I've been reading Arthur Lennig's The Immortal Count, his revised biography of Bela Lugosi (University Press of Kentucky, 2003). Besides the book's many virtues, it also gives me that rare pleasure you get when you know the author and you find yourself hearing the prose in his voice as you read. Arthur is a good friend of my brother's, and my brother still has daily email arguments with him which he duly forwards to me.

One of the minor things you come away from this book with is a sense of how common the motif of the "mad doctor" or "mad scientist" is in American popular culture of the mid-twentieth century; nearly all of Lugosi's non-Dracula roles were one of these. Though born in the literature of the nineteenth century (Dr. Frankenstein, Dr. Moreau, Dr. Jekyll), the mad scientist never became a commonplace figure until twentieth-century popular cinema.

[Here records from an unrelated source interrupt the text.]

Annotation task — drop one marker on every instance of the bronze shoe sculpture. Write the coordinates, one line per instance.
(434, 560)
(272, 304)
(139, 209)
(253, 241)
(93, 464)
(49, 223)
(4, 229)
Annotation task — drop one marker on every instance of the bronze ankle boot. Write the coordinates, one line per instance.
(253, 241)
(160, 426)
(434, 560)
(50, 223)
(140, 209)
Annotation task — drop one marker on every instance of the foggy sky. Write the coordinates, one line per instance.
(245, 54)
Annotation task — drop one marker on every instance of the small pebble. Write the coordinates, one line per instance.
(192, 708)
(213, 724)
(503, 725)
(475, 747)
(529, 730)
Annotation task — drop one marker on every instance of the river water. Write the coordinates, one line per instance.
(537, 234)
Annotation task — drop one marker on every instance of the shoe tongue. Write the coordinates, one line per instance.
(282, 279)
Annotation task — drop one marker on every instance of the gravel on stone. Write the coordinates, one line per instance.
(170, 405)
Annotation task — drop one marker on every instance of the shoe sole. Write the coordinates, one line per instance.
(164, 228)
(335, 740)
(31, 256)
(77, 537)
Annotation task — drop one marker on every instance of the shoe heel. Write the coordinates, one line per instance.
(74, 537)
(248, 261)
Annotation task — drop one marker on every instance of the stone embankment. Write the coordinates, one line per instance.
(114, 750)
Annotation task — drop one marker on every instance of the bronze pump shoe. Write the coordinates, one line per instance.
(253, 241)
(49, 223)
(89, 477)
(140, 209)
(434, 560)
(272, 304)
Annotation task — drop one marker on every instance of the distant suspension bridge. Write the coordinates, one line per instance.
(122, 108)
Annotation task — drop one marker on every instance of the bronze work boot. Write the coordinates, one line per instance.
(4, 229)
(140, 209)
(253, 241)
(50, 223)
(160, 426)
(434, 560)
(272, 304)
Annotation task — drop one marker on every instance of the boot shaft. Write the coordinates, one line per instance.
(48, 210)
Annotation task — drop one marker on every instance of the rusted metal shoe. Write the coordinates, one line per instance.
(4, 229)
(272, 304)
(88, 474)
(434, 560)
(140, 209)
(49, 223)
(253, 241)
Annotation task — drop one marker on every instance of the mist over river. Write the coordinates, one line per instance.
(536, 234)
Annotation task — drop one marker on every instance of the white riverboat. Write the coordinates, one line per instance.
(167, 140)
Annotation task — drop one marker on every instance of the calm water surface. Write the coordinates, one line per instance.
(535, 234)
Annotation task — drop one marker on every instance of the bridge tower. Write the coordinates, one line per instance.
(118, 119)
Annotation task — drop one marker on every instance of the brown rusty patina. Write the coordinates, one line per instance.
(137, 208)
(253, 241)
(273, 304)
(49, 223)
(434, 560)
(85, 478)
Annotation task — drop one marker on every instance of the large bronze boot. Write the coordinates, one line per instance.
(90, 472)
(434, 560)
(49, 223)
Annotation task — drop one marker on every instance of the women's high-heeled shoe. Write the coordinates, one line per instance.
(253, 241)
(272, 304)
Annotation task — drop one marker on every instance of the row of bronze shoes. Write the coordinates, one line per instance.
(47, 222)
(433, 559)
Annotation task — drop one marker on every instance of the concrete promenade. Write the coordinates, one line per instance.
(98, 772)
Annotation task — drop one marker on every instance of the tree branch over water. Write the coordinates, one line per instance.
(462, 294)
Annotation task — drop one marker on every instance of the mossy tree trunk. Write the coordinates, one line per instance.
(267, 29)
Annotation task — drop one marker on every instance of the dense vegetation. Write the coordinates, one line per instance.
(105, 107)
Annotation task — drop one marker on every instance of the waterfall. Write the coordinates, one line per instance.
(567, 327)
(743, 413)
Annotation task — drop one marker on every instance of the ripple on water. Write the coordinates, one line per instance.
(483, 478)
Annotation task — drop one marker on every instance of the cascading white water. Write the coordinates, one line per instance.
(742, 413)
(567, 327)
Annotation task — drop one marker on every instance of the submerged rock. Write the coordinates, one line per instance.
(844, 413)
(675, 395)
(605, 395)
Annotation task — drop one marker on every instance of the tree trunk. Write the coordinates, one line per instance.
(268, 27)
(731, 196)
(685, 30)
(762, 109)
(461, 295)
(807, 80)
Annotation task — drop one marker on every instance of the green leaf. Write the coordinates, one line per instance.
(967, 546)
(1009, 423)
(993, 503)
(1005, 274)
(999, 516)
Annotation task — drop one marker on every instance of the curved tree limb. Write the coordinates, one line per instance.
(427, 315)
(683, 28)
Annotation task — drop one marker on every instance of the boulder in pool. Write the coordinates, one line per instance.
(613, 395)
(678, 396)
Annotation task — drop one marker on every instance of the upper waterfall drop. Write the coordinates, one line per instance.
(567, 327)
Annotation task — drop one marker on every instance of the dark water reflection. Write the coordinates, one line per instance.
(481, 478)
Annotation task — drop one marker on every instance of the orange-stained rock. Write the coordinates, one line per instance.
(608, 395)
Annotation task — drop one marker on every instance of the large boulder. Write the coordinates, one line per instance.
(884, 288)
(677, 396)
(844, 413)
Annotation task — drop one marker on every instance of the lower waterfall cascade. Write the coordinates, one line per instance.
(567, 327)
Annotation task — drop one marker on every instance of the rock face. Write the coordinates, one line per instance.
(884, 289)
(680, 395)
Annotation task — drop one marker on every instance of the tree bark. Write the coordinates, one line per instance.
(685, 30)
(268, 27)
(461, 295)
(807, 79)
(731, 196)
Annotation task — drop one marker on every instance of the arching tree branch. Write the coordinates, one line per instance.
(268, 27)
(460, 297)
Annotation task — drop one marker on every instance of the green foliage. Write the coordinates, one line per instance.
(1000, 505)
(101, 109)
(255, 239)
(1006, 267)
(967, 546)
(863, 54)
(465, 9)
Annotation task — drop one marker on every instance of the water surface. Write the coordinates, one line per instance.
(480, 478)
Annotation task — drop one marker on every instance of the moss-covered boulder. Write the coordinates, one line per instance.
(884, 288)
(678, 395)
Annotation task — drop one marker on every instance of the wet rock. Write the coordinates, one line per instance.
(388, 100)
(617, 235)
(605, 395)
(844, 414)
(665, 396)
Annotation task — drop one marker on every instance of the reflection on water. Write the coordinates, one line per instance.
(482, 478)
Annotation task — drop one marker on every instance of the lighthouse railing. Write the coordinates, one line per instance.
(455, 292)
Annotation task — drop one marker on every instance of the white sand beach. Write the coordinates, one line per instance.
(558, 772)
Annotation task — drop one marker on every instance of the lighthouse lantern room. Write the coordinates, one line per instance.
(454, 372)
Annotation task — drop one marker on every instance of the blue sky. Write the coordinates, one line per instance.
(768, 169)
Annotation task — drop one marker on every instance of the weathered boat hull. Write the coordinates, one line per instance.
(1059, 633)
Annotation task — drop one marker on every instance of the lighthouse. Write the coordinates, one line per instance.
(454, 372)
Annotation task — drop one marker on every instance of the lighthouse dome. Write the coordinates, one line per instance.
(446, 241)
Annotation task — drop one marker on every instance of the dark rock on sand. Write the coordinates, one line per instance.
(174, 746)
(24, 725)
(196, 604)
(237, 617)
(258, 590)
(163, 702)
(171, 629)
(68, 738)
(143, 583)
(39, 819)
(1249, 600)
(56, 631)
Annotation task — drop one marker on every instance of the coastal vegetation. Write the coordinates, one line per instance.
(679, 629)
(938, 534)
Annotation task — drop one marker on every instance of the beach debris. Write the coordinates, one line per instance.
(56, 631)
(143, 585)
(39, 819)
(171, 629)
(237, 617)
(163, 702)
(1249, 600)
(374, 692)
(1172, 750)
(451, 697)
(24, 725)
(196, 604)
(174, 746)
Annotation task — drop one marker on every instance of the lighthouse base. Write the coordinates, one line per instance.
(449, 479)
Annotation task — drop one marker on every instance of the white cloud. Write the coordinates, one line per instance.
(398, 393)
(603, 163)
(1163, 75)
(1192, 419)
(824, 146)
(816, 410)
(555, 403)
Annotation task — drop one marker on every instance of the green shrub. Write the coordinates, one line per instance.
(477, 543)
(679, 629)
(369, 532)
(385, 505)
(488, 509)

Cinema has always regarded science and scientists with deep suspcion. Today, when the mad scientist is no longer taken seriously as a dramatic figure, we have instead the incompetent scientist. In any movie made today featuring a scientific breakthrough as a plot point, it can be predicted with absolute certainty that something will go Horribly Wrong, as in Jurassic Park et al.

As to why that is, I am not sure. Horror movies have been called "conservative" by a number of critics, but that's not strong enough: I would go all the way to "reactionary." Horror movies tell us: Have sex, and Jason will gut you like a fish. And, like the medieval Church with Galileo, horror movies view scientists with a suspicious, prejudiced eye.